The result is that not one meaningful amendment has been accepted, not because none has been worth while but for the sake of entirely contrived deadlines, which suit campaigners in a hurry and a Government who want it off their plate well before the next general election. How cynical and how dangerous. Given the huge effect the Bill, if passed, will have on millions of people, what an abuse of the parliamentary system to put speed before truth. So many important issues causing great concern have been left unresolved and hanging in the air, such as the effect on teachers, faith schools, the issue of adultery, consummation, the effect on registrars, which has already been referred to, and the use of premises—issues touching the lives of thousands every day, not to mention the effect on marriage itself.

Those of us who have sat through all the stages of the Bill and have watched the Government knock down amendment after amendment have despaired at their intransigence. This House prides itself on being a revising Chamber. On this Bill it has been a bulldozer. We are being used to bulldoze through an ill thought through Bill, the ramifications of which the people have not begun to understand. All great issues are essentially very simple. We make them complicated when we do not want to face them or when we are anxious to hide their true meaning and purpose. This Bill is built entirely on pretence. It pretends that there is no difference between a man and a woman. From this deceit have sprung all the problems we have been wrestling with—problems we have failed to resolve and which will bedevil generations to come. How can we possibly give our blessing to legislation built on pretence?
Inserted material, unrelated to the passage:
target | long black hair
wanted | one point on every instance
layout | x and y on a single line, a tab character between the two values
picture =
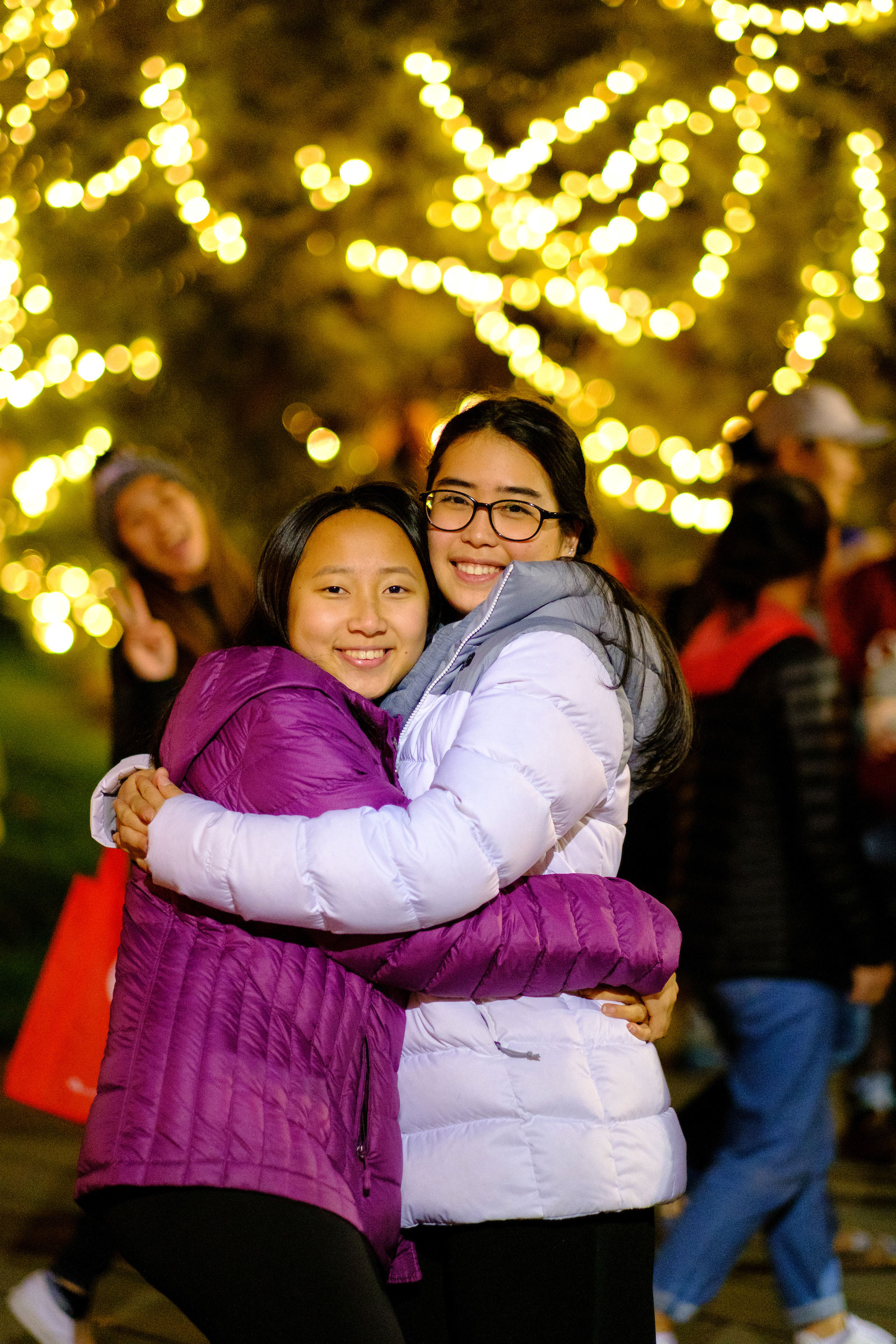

To those noble Lords who simply voted for this Bill at Second Reading for constitutional reasons, to those who have come to understand during our scrutiny its far-reaching measures, to those who are dismayed at the lack of concern for the worries of millions of people by the rejection of all the amendments, to those who believe that rushed, ill-thought-through legislation is dangerous, and to those noble Lords who prefer scrutiny to bulldozing—I realise that I am asking too much at this late stage—I was going to plead with your Lordships to vote against this Third Reading to defend this House’s integrity and to grant adequate time for Parliament and the people fully to understand what is going on and, I believe, to receive the thanks of millions of people.